‘Significant brain activity’ in comatose Ariel Sharon

Comatose for seven years, Israel’s iconic former Prime Minister Ariel Sharon is showing “significant brain activity.”

The 84-year-old suffered a devastating stroke January 4, 2006, and a brain hemorrhage. He was presumed to be in a vegetative state. But on Monday, a team of surprised neuroscientists and doctors said Sharon’s brain appeared to respond when they showed him pictures of his family and had him listen to his son’s voice. Doctors also used tactile stimuli to measure Sharon’s reaction.

Does this mean the man Israelis once dubbed the “Lion of God” could wake? Doctors urge caution.

Sharon was considered one of Israel’s finest military commanders of all time and was involved with nearly every major conflict between Israel and its Arab neighbors. From the ‘70s to the ‘90s, he encouraged the building of Israeli settlements in the West Bank and Gaza Strip. He was a top leader in the Likud Party for 15 years and prime minister from 2001 to 2006.

“The two great tragedies in modern Middle Eastern politics, which make you wonder if God wants Middle East peace or not, were (Yitzhak) Rabin’s assassination and (Ariel) Sharon’s stroke,” President Bill Clinton remarked in 2011.

Sharon has missed seven years of rising and falling tensions in the Mideast, including election victories by Hamas in the West Bank. A revolutionary movement known as the Arab Spring took root in Tunisia in 2010 and spread to Egypt in 2011, toppling decades-old regimes and furthering democratic ideals in the Middle East and North Africa.

How would Sharon react if he knew that a war in Syria, which is supported in part by Israel’s enemy Iran, has been raging for nearly two years?

Doctors tested Sharon like this: They would show him pictures of random houses, which he would not be expected to know, and then a picture of his own house.

When the images of his own home were shown, areas of his brain “lit up” with activity.

Doctors then had Sharon’s son speak into a device that turned the words into gibberish. Those sounds didn’t register in Sharon’s brain the same way as when his son actually spoke to him using real words.

“We know that he can process pictures—pictures of faces,” said Dr. Alon Friedman of Ben Gurion University. “And he can even differentiate between pictures of faces and pictures of houses, pictures of his family to other objects. He can differentiate between words that were spoken to him by his son, compared to a noise.”

Sharon’s brain activity was “encouraging” but “subtle,” according to a release from Israel’s Soroka University Medical Center, which conducted the tests last week.

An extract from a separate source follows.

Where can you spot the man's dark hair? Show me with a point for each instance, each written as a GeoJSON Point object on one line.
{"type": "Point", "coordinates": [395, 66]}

They were administered by a team of U.S. and Israeli scientists.

Doctors are still trying to understand precisely what the results indicate. “But it doesn’t mean he’s going to sit up tomorrow and start speaking with his family,” said CNN Senior Medical Correspondent Elizabeth Cohen. “It just means that things that are familiar to him are just registering in his brain in some way.”

Ilan Shelef, head of medical imaging at Soroka University Medical Center said the test “doesn’t mean there is a very high process of interpretation” in Sharon’s brain. “We are not sure about it,” Shelef said. “What we know for sure (is that) there was a significant metabolic response to these stimuli.”

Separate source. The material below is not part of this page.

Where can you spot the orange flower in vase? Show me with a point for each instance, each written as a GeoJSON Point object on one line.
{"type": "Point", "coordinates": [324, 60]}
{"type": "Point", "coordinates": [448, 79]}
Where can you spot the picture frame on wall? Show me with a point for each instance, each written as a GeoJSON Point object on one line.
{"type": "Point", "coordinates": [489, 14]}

When two conscious people are speaking to each other, he explained, their brains are naturally reacting.

It’s unclear why someone in Sharon’s state would respond like that, he said.

He cautions against being overly optimistic.

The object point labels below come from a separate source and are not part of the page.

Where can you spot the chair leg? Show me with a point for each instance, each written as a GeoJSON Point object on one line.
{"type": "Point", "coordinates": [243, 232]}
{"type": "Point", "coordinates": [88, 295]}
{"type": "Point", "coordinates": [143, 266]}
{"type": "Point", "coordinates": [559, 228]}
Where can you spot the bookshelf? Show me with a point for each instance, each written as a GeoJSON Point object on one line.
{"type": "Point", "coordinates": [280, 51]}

“We know that he is in a very bad situation for many years,” Shelef said.

It’s impossible to know whether the test shows that Sharon’s condition is improving because, experts say, the test was not performed earlier in Sharon’s coma. So there’s nothing with which to compare these most recent results.

It is “a comfort,” he said, to Sharon’s family that it seems they’ve reached him, but they should keep in mind that it’s unclear what that means right now.

The news about Sharon has reminded the world of his legacy and that it still looms large in Israel.

As minister of defense in 1982, he orchestrated Israel’s invasion of Lebanon, a military operation that killed hundreds of Lebanese civilians as Israeli forces sought to wipe out Palestine Liberation Organization fighters in the region.

His visit in September 2000 to a holy site in Jerusalem—known to Muslims as the Noble Sanctuary and to Jews as the Temple Mount—set off clashes between Palestinians and Israelis that developed into the Second Intifada, or uprising. Several months later, voters elected him as prime minister by the largest margin of victory in Israeli history.

In 2003, he held talks with Palestinian officials about the U.S.-led “road map to peace” that called for the eventual creation of a Palestinian state.

He broke from the right-wing party Likud in November 2005 to form a centrist political party, Kadima, which means “forward” in Hebrew.